Senjata Khas Masyarakat Papua

Papua juga miliki senjata khas yang digunakan didalam kehidupan sehari – harinya untuk berburu dan mengalahkan musuh.

Terkadang senjata selanjutnya juga digunakan sebagai pelengkap berasal dari sebuah pakaian rutinitas yang mereka miliki.

Sama halnya dengan pakaian adat, senjata khas yang dimiliki Papua pun terlampau beragam ragam, diantaranya adalah sebagai selanjutnya ini :

1. Tombak

Tombak merupakan senjata khas masyarakat Papua yang diguanakn untuk berburu hewan berasal dari jarak jauh.

Tombak terbuat berasal dari kayu dan batu yang ujungnya terlampau tajam. Terdapat pula yang menggunakan tulang sebagai mata tombak.

Seiring dengan pertumbuhan zaman, mata tombak ini sekarang di bikin berasal dari bahan logam.

Untuk melumpuhkan mangsanya, terhadap ujung tombak diberi racun yang terlampau mematikan.

2. Busur dan Anak Panah

Busur dan anak panah merupakan senjata khas yang paling utama bagi masyarakat Papua.

Pasalnya busur dan anak panah ini digunakan untuk berperang melawan musuh. Selain itu, senjata ini juga bisa digunakan untuk menangkap hewan buruan.

Ujung mata panah ini di beri racun agar musuh maupun hewan buruan bisa lumpuh seketika.
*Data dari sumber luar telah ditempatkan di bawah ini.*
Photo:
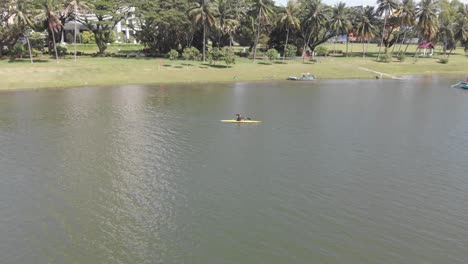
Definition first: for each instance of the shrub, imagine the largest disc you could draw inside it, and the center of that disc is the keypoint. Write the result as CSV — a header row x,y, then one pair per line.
x,y
191,54
18,51
290,51
37,41
214,54
173,54
69,37
271,54
443,60
385,58
229,56
401,56
61,50
321,51
88,37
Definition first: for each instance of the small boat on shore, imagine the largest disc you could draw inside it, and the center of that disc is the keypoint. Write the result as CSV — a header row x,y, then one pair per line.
x,y
462,85
305,77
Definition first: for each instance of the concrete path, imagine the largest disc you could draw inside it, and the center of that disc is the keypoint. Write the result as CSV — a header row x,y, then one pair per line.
x,y
382,74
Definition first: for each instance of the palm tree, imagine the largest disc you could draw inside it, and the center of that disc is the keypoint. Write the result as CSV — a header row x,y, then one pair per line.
x,y
49,14
316,18
289,21
229,27
76,7
446,31
21,18
427,19
365,28
407,16
204,12
340,22
385,7
264,12
461,26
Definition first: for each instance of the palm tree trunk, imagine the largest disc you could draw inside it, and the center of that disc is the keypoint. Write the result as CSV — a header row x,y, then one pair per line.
x,y
286,45
256,40
204,41
55,45
383,34
74,34
29,48
363,48
402,41
347,41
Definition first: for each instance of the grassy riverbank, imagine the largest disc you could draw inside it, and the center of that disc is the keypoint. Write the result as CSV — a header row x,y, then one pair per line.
x,y
89,71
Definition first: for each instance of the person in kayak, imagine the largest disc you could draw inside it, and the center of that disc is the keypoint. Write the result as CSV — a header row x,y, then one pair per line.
x,y
239,117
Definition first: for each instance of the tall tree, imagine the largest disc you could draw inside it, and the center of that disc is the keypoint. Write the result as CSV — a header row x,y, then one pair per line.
x,y
461,26
264,11
21,17
365,27
385,7
315,17
106,14
289,20
49,12
340,23
406,17
77,8
204,12
427,19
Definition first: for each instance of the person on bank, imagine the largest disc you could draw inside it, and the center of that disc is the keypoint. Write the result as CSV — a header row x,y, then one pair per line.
x,y
239,117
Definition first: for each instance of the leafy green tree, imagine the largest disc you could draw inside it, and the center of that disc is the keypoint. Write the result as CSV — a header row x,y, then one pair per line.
x,y
289,20
428,24
315,17
76,7
49,13
264,11
461,26
87,37
386,8
21,17
107,13
214,55
163,25
340,22
366,26
407,18
204,12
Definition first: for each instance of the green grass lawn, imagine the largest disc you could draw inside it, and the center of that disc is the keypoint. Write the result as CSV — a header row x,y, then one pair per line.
x,y
90,71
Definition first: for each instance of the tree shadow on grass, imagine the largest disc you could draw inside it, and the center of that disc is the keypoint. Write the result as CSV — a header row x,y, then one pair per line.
x,y
28,61
219,66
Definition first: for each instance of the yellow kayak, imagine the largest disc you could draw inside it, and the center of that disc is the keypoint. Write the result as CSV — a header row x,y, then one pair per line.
x,y
242,121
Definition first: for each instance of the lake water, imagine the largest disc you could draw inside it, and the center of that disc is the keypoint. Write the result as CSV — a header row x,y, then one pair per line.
x,y
362,171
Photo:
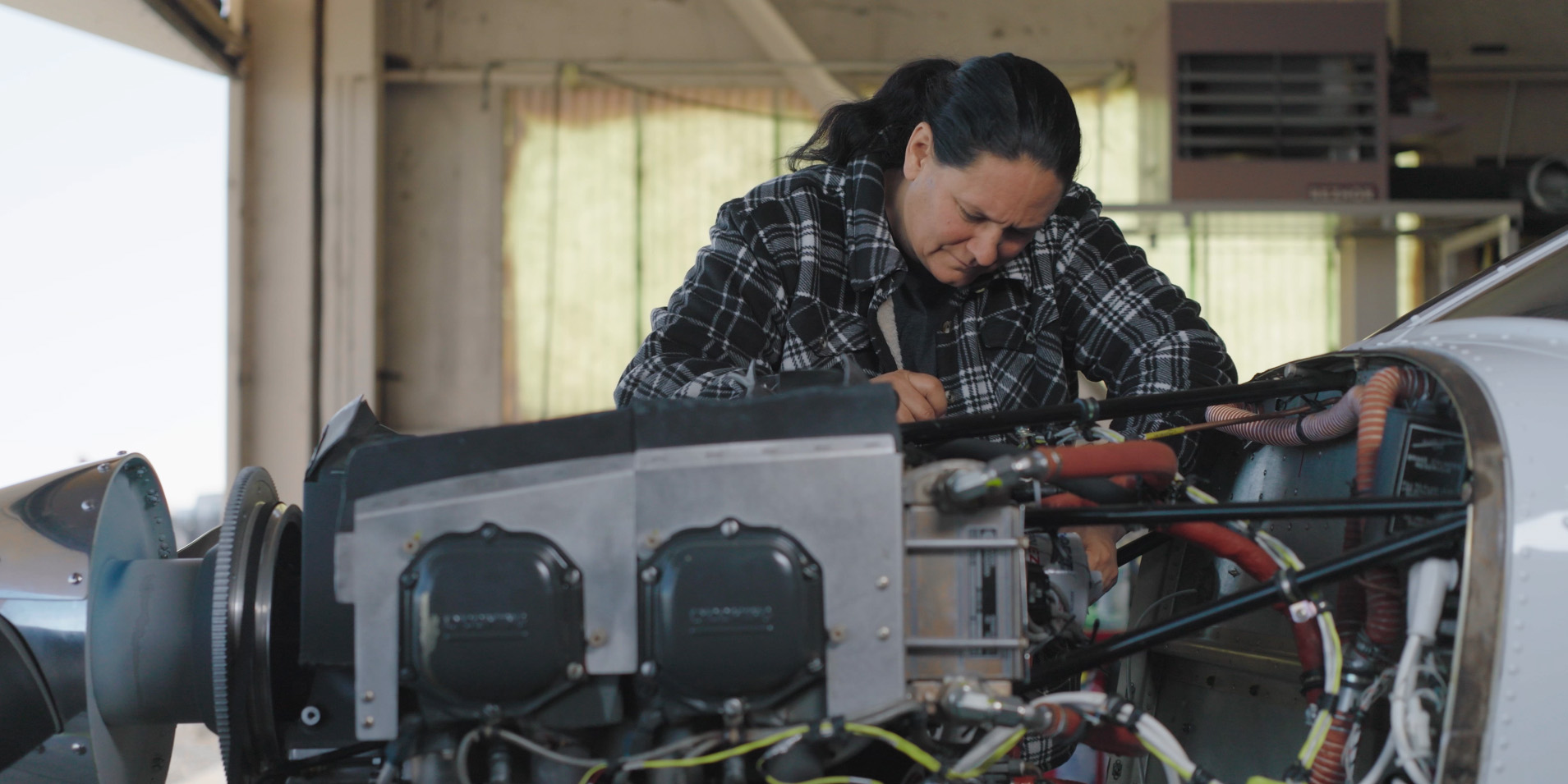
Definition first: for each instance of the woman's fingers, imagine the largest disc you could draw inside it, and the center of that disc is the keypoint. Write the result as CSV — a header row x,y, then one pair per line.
x,y
921,397
930,387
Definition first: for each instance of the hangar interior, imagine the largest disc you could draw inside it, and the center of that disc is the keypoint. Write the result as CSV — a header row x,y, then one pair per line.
x,y
463,212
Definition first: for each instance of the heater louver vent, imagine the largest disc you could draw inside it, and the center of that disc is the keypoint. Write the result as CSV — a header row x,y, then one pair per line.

Busur dan anak panah terbuat berasal dari 3 macam bahan yaitu kayu, bambu, dan tulang yang diruncingkan sebagai ujungnya.

3. Pisau Belati

Pisau belati adalah senjata khas yang dimiliki oleh masyarakat Papua. Dengan demikian pisau ini cuma bisa ditemukan di Papua saja.

Pisau ini juga berbeda dengan pisau yang ada di dapur. Senjata ini terlampau berbahaya, pasalnya terbuat berasal dari tulang burung kasuari.

Tidak lupa juga bulu burung kasuari digunakan sebagai hiasan untuk mempercantik tampilannya dan juga untuk mengelabuhi hewan buruan.

Sebelum digunakan untuk berburu, pisau belati ini diolesi dengan racun khususnya dahulu agar hewan buruan bisa lumpuh dengan seketika.

4. Kapak

Kapak merupakan senjata khas yang dimiliki oleh masyarakat Papua. Senjata ini digunakan untuk bertani dan mengakses jalan menuju hutan.

Kapak terbuat berasal dari rotan dengan mata kapak yang terbuat berasal dari batu yang terlampau tajam.

Kesimpulan

Jadi pakaian rutinitas merupakan keliru satu ciri khas dan bentuk nyata kekayaan budaya yang ada di tempat Papua.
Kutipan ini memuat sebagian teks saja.